Qualche sprazzo di carattere religioso si avrà ancora, sulla fine del sec. XVII, ad opera dei calvinisti francesi che, oppressi da Luigi XIV, cercheranno di suscitare in Olanda, nel Brandeburgo, in Inghilterra, una nuova crociata dei principi protestanti contro il re di Francia: nelle Plaintes des protestans cruellement opprimés dans le royaume de France del Claude, nelle Lettres des protestans de France... aux rois, électeurs, princes et magistrats protestants di C. Brousson, negli scritti del Jurieu ritorna lo spirito dei pamphlets religiosi del sec. XVI. Ma il totale insuccesso pratico dei tentativi fatti dagli esuli calvinisti per far inserire, al momento della pace di Ryswyk, tra le varie questioni anche la questione religiosa, era abbastanza chiaro indice che a quel ritorno i tempi erano ormai irrimediabilmente contrarî.
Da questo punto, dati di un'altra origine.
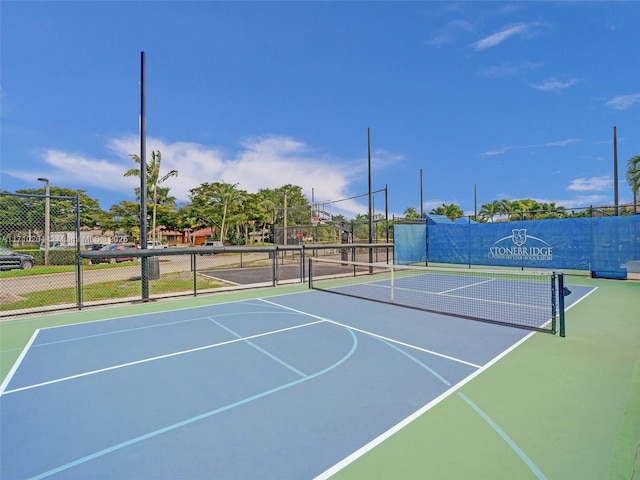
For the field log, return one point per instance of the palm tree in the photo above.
(451, 211)
(153, 180)
(633, 179)
(490, 210)
(230, 198)
(410, 212)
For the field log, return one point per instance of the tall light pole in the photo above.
(47, 210)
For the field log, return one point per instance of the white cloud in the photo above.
(450, 32)
(260, 162)
(498, 37)
(623, 102)
(508, 69)
(553, 85)
(505, 149)
(593, 184)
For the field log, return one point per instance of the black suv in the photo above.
(10, 260)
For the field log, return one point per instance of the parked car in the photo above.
(211, 244)
(10, 260)
(155, 245)
(115, 247)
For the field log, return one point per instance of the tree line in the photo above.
(233, 213)
(528, 209)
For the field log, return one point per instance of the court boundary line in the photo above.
(151, 359)
(194, 419)
(375, 335)
(18, 362)
(418, 413)
(403, 423)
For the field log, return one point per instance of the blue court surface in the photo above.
(284, 387)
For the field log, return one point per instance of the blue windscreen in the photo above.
(409, 244)
(607, 244)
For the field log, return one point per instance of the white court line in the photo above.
(159, 357)
(399, 426)
(467, 286)
(375, 335)
(18, 361)
(444, 294)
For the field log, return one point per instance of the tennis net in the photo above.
(521, 299)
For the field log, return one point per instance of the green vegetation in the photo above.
(117, 289)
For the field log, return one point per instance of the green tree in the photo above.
(489, 210)
(213, 203)
(124, 217)
(154, 180)
(451, 211)
(410, 212)
(632, 176)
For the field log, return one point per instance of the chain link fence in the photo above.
(56, 268)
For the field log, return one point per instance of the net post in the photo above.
(561, 303)
(392, 287)
(554, 310)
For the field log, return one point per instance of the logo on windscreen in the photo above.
(520, 246)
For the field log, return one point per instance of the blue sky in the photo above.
(517, 98)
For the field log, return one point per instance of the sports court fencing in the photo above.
(605, 246)
(134, 275)
(522, 299)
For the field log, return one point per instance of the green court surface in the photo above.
(556, 408)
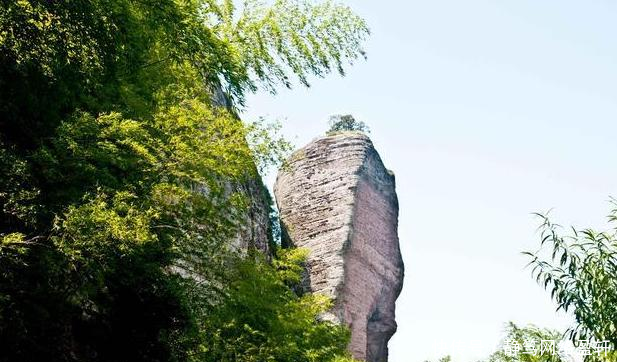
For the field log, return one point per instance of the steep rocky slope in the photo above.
(337, 199)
E invece, si diffonde e acquista sempre maggiore rilievo il concetto di tolleranza religiosa: questa volta, elaborato non più in base a criterî di pura convenienza politica, bensì sulla base di tutto un nuovo modo d'intuire il mondo e la vita, che costituisce il pensiero dell'illuminismo.
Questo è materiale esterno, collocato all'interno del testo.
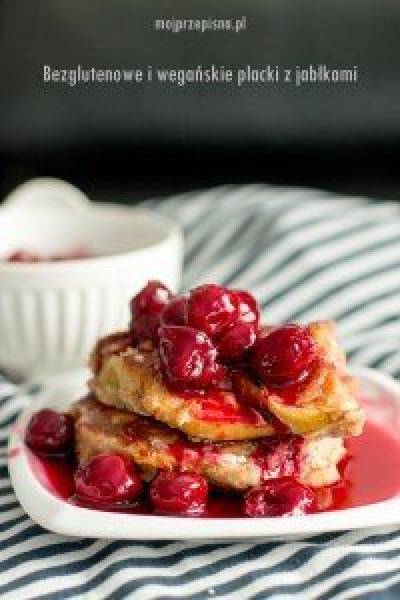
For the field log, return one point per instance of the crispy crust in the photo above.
(231, 465)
Bibl.: Per le trattazioni specifiche sulla storia del periodo delle guerre di religione nei varî paesi, si rinvia agli articoli relativi (francia; germania; paesi bassi; trent'anni, guerra dei). Qui importa solo mettere in rilievo che il momento politico delle guerre interne della Francia è stato primamente accentuato - eccessivamente anzi - nell'opera classica di A. C. Davila, Historia delle guerre civili di Francia, Venezia 1630; è stato generalmente il momento più sottolineato della critica moderna (cfr. i lavori di J. Loutchizki, Documents inédits pour servir à l'hist. de la Réforme et de la Ligue, Parigi 1875, e anche Doc. inédits sur l'hist. du Languedoc et de la Rochelle après la Saint-Barthélemy [1572-1574], ivi 1873; le guerre religiose rappresentano la reazione feudale contro la centralizzazione monarchica) ed è nuovamente accentuato nei lavori recenti e assai importanti di L. Romier, sulle origini del conflitto in Francia (Les origines politiques des guerres de religion, voll. 2, Parigi 1913; Le royaume de Cathérine de Médicis, voll. 2, ivi 1922; La conjuration d'Amboise, ivi 1923; Catholiques et Huguenots à la cour de Charles IX, ivi 1924).
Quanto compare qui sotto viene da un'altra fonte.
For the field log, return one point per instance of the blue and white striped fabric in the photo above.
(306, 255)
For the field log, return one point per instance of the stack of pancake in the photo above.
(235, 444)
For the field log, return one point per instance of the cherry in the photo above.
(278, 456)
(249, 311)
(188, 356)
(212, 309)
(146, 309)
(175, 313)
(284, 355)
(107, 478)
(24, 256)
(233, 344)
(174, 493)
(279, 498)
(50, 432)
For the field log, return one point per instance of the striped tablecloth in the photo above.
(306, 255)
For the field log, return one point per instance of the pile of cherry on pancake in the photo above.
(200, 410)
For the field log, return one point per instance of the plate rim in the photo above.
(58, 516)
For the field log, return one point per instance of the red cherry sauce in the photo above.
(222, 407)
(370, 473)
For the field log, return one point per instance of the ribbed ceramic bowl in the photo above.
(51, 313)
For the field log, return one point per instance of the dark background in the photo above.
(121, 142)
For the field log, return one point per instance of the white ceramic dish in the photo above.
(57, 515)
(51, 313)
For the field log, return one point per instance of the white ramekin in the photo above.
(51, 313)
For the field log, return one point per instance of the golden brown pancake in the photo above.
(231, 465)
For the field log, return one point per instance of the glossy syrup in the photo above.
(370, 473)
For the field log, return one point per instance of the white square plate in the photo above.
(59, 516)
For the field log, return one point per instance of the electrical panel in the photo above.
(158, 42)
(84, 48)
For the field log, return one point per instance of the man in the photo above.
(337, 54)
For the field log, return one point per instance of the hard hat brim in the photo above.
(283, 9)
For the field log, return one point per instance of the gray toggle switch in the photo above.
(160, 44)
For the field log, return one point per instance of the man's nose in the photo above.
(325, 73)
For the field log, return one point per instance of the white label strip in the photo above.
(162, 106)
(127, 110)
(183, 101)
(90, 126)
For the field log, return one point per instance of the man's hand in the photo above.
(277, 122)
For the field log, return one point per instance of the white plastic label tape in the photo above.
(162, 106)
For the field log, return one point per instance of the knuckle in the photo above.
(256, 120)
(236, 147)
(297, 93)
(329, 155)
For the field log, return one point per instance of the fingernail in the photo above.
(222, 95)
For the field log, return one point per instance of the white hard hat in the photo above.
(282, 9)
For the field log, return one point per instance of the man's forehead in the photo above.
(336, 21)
Sul momento religioso hanno invece naturalmente insistito con particolare accento gli storici protestanti, a cominciare da Agrippa d'Aubigné, Histoire universelle, Maillé 1616-20; cfr. J. Vienot, Histoire de la Réforme française, voll. 2, Parigi 1926-1934. Buone considerazioni generali sono in H. Hauser, Les sources de l'histoire de France, III, Les guerres de religion, Parigi 1912.